El intelectual latinoamericano, sin falsa modestia y sin que ello implique subordinación a criterios uniformalizadores, a mi juicio debe bajar de la nube. Atender sí a lo que nos viene de ultramar, respetando los puntos de vista eurocentristas pero compartir con hombres y mujeres sencillos la experiencia cotidiana para juntos, dialécticamente retroalimentarse para construir el conocimiento que, partiendo de la experiencia históricamente acumulada por generaciones prescedentes, coadyuve en la comprensión  y transformación de la realidad presente.

 

Hasta aquí lo expuesto parece ser un contrasentido cuando el objetivo central del Congreso del Observatorio de la Cibersociedad es el de ponderar avances, intercambiar experiencias y proponer nuevos caminos para avanzar en  la construccion de la llamada sociedad de la información. Partiendo del aprovechamiento y desarrollo de las tecnologías de la comunicación y la información.
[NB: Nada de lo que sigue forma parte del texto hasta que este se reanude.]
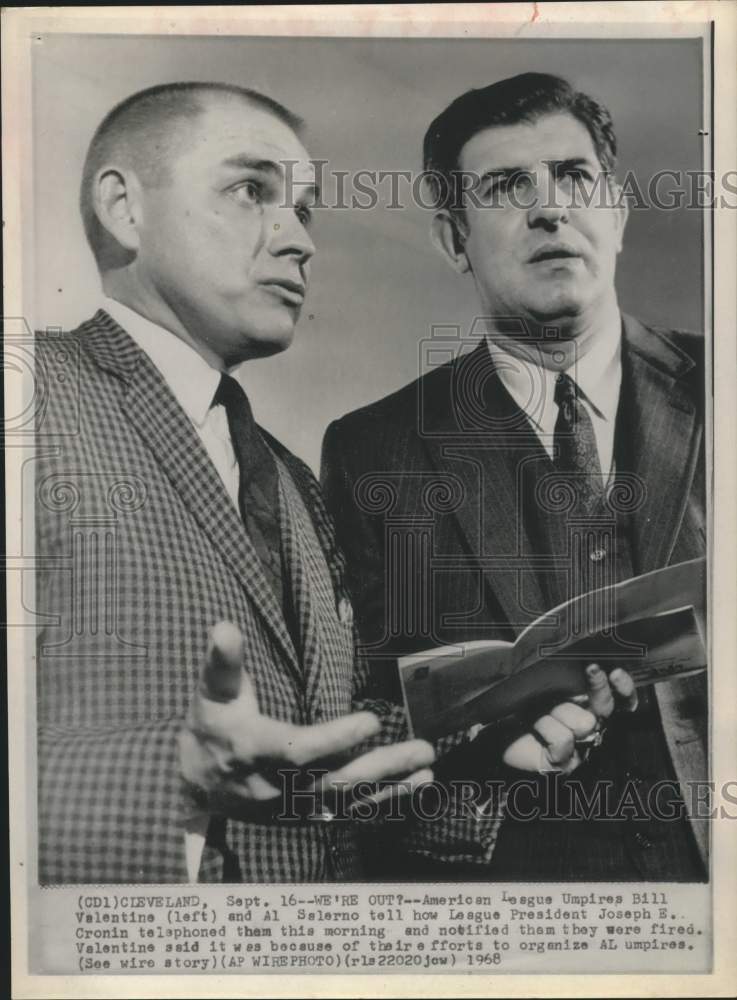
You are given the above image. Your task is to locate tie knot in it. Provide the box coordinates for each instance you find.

No obstante, mi reflexión personal toma un camino diferente tras constatar el paulatino alejamiento que se viene dando entre la teoría y la praxis social, con el propósito adoptado por sectores importantes de la academia de forzar la realidad para darle sentido y rumbo a las innovaciones tecnológicas de nuestro tiempo.

 

Siento la necesidad de revivir, por un lado, el debate en torno al carácter de la técnica y la tecnología en el desarrollo de la sociedad, cuestionando la viabilidad del sistema capitalista como medio para transformar la naturaleza y ponerla al servicio del hombre, sin atentar contra la fragilidad de ésta en nombre de la modernidad.  Así como de la necesaria clarificación de la dicotomía que surge del tratamiento de la globalización como proceso históricamente irreversible y como fenómeno inherente a la expansión neoliberal y neocolonialista de la actual etapa del capitalismo. Temas cupularmente manejados en el seno de la academia pero, no obstante su trascendencia, poco permeados a la base de la pirámide social.

 

Conciliando la contradicción entre el deseo explícito de los intelectuales por superar el estancamiento y retroceso cultural que viene caracterizando a los inicios del nuevo siglo, proyectándose al futuro y diseñando un nuevo tipo de sociedad, y el propósito implícito de varios miles de millones de seres humanos de retomar la experiencia histórica acumulada para retornar al pasado, recobrando lo mejor de sus raices  y reconstruir el presente. Caminos paralelos, quizá con los mismos propósitos, pero diferentes entre sí. La visión de futuro de una gran mayoría de intelectuales apuesta a la tecnología como motor del progreso. Los pueblos excluidos de los beneficios de la modernidad, por su parte, ven en el movimiento inercial de la evolución tecnológica  una amenaza latente. El hombre común lo reclama para así enfrentar con herramental idóneo los retos de un futuro que hoy por hoy es incierto.

 

Despues de todo unos y otros vamos en el mismo barco. No dejemos que la ortodoxia académica ahogue este próposito.